Personal information
- Born: August 21, 1994 (age 31) Regina, Saskatchewan, Canada
- Listed height: 6 ft 4 in (1.93 m)
- Listed weight: 290 lb (132 kg)

Career information
- University: Saskatchewan
- CFL draft: 2017 (1st round, 9th overall pick)

Career history
- 2017–2020: Ottawa Redblacks
- 2021–2023: Saskatchewan Roughriders
- 2024: Hamilton Tiger-Cats
- Stats at CFL.ca

= Evan Johnson (Canadian football) =

Canadian gridiron football player (born 1994)

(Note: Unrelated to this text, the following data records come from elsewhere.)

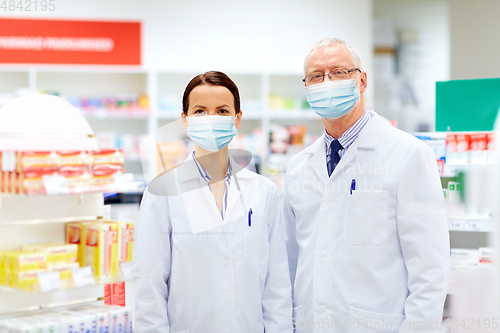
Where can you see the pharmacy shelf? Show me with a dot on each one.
(117, 115)
(257, 90)
(470, 224)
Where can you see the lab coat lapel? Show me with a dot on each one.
(198, 201)
(367, 139)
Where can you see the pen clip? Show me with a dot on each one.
(250, 217)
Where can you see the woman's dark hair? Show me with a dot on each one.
(215, 79)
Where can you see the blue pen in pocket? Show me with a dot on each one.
(250, 217)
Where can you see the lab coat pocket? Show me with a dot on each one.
(362, 321)
(298, 312)
(366, 215)
(255, 240)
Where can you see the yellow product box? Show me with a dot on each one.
(101, 252)
(27, 280)
(74, 235)
(25, 261)
(65, 272)
(56, 252)
(125, 241)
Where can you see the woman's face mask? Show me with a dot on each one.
(333, 99)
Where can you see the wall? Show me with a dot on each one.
(475, 39)
(261, 35)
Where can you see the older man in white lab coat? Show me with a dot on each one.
(367, 235)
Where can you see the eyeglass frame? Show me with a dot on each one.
(328, 74)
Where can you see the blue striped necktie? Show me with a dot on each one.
(335, 146)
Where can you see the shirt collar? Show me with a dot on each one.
(205, 175)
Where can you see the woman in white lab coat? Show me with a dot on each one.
(209, 233)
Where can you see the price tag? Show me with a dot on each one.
(123, 178)
(130, 271)
(49, 281)
(83, 277)
(55, 184)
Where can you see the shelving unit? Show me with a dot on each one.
(164, 89)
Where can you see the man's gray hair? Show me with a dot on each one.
(356, 59)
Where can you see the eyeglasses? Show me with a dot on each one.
(336, 74)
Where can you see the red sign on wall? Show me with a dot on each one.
(70, 42)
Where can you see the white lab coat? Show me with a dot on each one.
(380, 255)
(206, 274)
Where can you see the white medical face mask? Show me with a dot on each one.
(211, 133)
(333, 99)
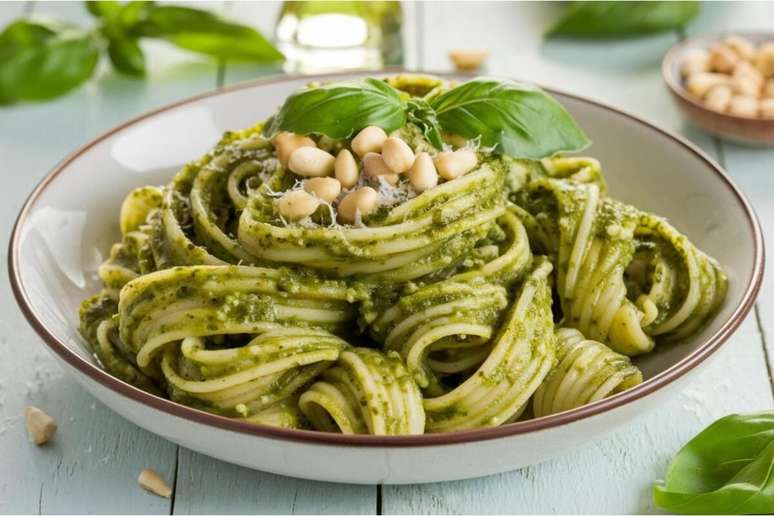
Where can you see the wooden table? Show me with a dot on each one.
(93, 465)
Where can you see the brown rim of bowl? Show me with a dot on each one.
(650, 385)
(675, 83)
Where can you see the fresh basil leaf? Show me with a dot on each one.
(423, 116)
(39, 60)
(512, 118)
(127, 56)
(206, 33)
(340, 109)
(623, 19)
(727, 469)
(103, 8)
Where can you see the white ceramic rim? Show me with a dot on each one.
(677, 370)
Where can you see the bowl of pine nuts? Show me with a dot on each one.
(724, 83)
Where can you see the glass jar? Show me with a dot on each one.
(319, 36)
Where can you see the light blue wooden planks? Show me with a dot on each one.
(92, 465)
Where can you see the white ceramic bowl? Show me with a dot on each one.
(69, 221)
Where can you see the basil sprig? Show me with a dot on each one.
(513, 118)
(508, 117)
(340, 109)
(727, 469)
(623, 19)
(40, 60)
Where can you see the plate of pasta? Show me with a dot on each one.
(414, 277)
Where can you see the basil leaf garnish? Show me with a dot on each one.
(340, 109)
(512, 118)
(422, 115)
(623, 19)
(727, 469)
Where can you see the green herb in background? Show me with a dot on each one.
(512, 118)
(727, 469)
(622, 19)
(41, 59)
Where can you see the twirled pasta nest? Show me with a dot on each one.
(433, 313)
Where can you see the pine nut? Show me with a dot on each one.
(764, 59)
(374, 165)
(311, 162)
(468, 60)
(453, 164)
(699, 83)
(397, 155)
(297, 204)
(722, 59)
(325, 188)
(346, 169)
(285, 143)
(743, 106)
(767, 108)
(370, 139)
(718, 98)
(363, 201)
(40, 426)
(150, 480)
(742, 46)
(695, 60)
(423, 175)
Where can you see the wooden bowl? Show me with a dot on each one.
(740, 129)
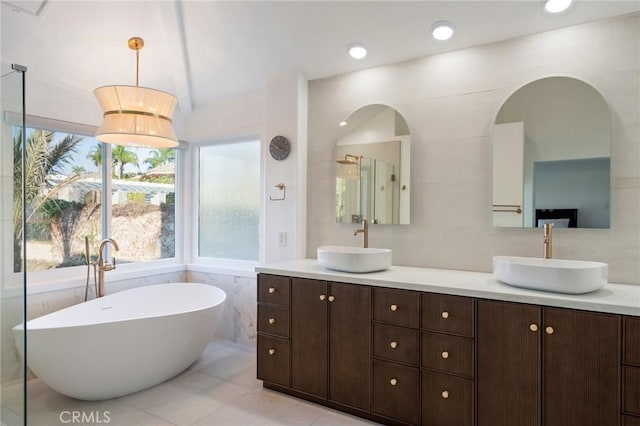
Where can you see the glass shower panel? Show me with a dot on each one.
(367, 189)
(384, 193)
(12, 284)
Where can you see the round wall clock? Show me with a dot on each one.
(279, 148)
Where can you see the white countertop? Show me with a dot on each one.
(612, 298)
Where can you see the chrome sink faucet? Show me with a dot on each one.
(546, 245)
(104, 266)
(365, 231)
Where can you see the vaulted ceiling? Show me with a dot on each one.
(205, 51)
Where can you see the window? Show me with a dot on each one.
(65, 184)
(229, 200)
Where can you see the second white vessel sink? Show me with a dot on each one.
(354, 259)
(555, 275)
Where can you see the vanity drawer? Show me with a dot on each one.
(273, 289)
(395, 391)
(631, 345)
(446, 400)
(444, 352)
(447, 314)
(631, 398)
(273, 320)
(273, 360)
(396, 343)
(396, 307)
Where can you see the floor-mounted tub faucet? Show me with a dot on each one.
(546, 245)
(99, 266)
(365, 232)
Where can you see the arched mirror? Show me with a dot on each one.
(373, 167)
(551, 147)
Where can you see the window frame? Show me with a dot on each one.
(75, 276)
(242, 268)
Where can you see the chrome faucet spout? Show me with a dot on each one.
(104, 266)
(365, 231)
(547, 242)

Evan Johnson (born August 21, 1994) is a Canadian professional football offensive lineman.

==University career==
Johnson played U Sports football for the Saskatchewan Huskies from 2013 to 2016.

==Professional career==

Pre-draft measurables
| Height | Weight | 40-yard dash | 20-yard shuttle | Three-cone drill | Vertical jump | Broad jump | Bench press |
| 6 ft 3+5⁄8 in (1.92 m) | 297 lb (135 kg) | 5.31 s | 4.66 s | 7.97 s | 31.0 in (0.79 m) | 8 ft 10 in (2.69 m) | 21 reps |
All values from CFL Combine

===Ottawa Redblacks===
Johnson was drafted by the Ottawa Redblacks in the first round with the ninth overall pick in the 2017 CFL draft and signed with the team on May 24, 2017. He dressed for his first professional regular season game on June 23, 2017 in the RedBlacks' season opener in a tie against the Calgary Stampeders. He played in his first playoff game in the 2017 East Semi-Final loss to the Saskatchewan Roughriders. In 2018, he played in 16 regular season games and played in the 106th Grey Cup game where the RedBlacks lost to the Stampeders. Overall, he played in three seasons for Ottawa where he dressed in 52 regular season games. He did not play in 2020 due to the cancellation of the 2020 CFL season.

===Saskatchewan Roughriders===
On the first day of free agency in 2021, Johnson signed with the Saskatchewan Roughriders on February 9, 2021. He played for three seasons for the Roughriders where he appeared in 33 regular season games. He became a free agent upon the expiry of his contract on February 13, 2024.

===Hamilton Tiger-Cats===
On February 13, 2024, it was announced that Johnson had signed with the Hamilton Tiger-Cats.